Au demeurant, c’était un brave homme, aimable et complaisant pour ses amis. Son titre de directeur général lui avait tourné la tête. Depuis le jour qu’on le lui avait donné, il passait la plus grande partie de sa journée dans une espèce de vertige, tout en gardant toute sa présence d’esprit avec ses égaux, qui ne se doutaient point qu’il lui manquait quelque chose. Mais dès qu’il se trouvait avec un inférieur, il se renfermait dans un mutisme sévère et cette tenue lui était d’autant plus pénible qu’il sentait combien il aurait pu passer son temps plus agréablement.

Tous ceux qui l’observaient en pareille circonstance ne pouvaient mettre en doute qu’il brûlait du désir de se mêler à une conversation intéressante, mais la crainte de faire paraître quelque imprudente prévenance, de se montrer trop familier et de compromettre par là sa dignité, le retenait. Pour se soustraire aux périls de ce genre, il gardait une réserve extraordinaire et ne parlait que de temps à autre par monosyllabes. Bref, il avait poussé son système si loin que l’on ne l’appelait que l’ennuyé, et ce titre était parfaitement mérité.

Tel était le haut personnage dont Akaki devait se concilier l’aide et la protection. Le moment qu’il choisit pour tenter sa démarche semblait tout à fait opportun pour flatter la vanité du directeur général et pour servir la cause du conseiller titulaire.

Le haut personnage se trouvait dans son cabinet et causait gaiement avec un vieil ami qu’il n’avait pas vu depuis nombre d’années, lorsqu’on lui annonça que M. Baschmaschkin sollicitait l’honneur d’obtenir une audience de Son Excellence.

— Quel homme est-ce ? demanda-t-il avec hauteur.

— Un employé.

— Faire attendre.

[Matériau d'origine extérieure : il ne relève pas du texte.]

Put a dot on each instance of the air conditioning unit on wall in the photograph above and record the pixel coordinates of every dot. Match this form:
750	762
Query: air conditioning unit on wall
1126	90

Occupé. Pas le temps de recevoir.

Le haut personnage mentait. Rien ne l’empêchait d’accorder l’audience demandée. Son ami et lui avaient déjà épuisé plusieurs sujets de conversation. Déjà plus d’une fois leur entretien avait été interrompu par de longues pauses au bout desquelles ils s’étaient levés l’un et l’autre en se tapant familièrement sur l’épaule :

— Et voilà, mon cher.

— Eh ! oui, Stepan.

Mais le directeur général ne voulait pas recevoir le solliciteur pour faire sentir toute son importance à son ami qui avait quitté le service et habitait la campagne, et pour lui faire comprendre que les employés devaient faire le pied de grue dans l’antichambre jusqu’à ce qu’il lui plût de les accueillir.

À la fin, après plusieurs autres dialogues et plusieurs autres pauses, pendant lesquelles les deux amis, étendus dans leurs fauteuils, envoyaient au plafond la fumée de leurs cigares, le directeur général se rappela tout à coup qu’on lui avait demandé audience. Il appela son secrétaire qui se tenait à la porte avec plusieurs dossiers et lui ordonna de faire entrer le solliciteur.